石の中にも残念!
「ダンジョン・コーディネーターか……。そういや、エドもそんなこと言ってたな。」
俺はガツ森をでた後、サヨちゃん達が行った高級店へと向かった。……が、途中で本屋を見つけたので、立ち寄っていた。
「ダンジョンって大変だな。魔物だけに注意するだけじゃダメなんだな。まさか、人に襲われるなんて考えてもみなかったよ。」
立ち寄ったのは、ふと目に止まった本があったからだ。その名も「プロの流儀!ダンジョンの水先案内人の実情に迫る!」である。思わず手に取ってしまった。
「ていうか、迷惑な連中までいるんだから、色々対策しとかなきゃな。行く前に知っといて良かったぜ。」
色々とダンジョンの恐ろしい一面を知ることが出来た。……例の「いしのなか」に関しても知ることが出来た。コワイ。こわすぎて笑えない。この本の中では笑い話みたいになってるけど。
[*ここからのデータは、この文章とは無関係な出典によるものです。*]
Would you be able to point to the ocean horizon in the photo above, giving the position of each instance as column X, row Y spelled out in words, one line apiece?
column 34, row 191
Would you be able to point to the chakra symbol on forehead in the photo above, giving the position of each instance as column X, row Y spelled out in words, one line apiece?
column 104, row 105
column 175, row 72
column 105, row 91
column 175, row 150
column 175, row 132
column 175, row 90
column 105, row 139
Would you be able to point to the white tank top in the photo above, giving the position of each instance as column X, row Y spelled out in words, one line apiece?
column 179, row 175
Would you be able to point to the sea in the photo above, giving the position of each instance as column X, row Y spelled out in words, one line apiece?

「この本に豚の人が出てくるけど、この町は獣人とか多いのかな?」
ガツ森に並んでいるときに周りの様子を見てみたら、いろんな人種、エルフ族、ドワーフ族、そして獣人も多く見かけた。ここに来るまではサヨちゃんから聞いていただけだったので、実際に目にして色々びっくりした。
「まあ、それはそれとして、色々指南書があるみたいだから、買っとくか?いしのなかから脱出する方法とかないかな?」
色々な本を物色してみる。「石の中にも残念!」とか「我が輩は石である」とか変なタイトルのものばかりが目立っていた。内容はどれも脱出・回避などの知りたい情報は皆無である。大体自虐エッセイとか石目線の小説とかである。
「こりゃ参考になるものがなさそうだな。とりあえず、さっきの本は買っとこう。」
本の値段を見るため、裏側を見てみた。なんと、あの、ゴッツン・ゴーの広告が載っていた。そういや、豚…じゃなかった猪の人も頼んでたな。コレってそんなに有名なのか?
「おっと、いけない!早くサヨちゃんのところへ行かないと!ガツ丼が冷めちまう。」
箱を触ってみると買ったときよりも、冷たくなってきていた。俺はさっきの本を急いで購入して高級店の方へと向かった。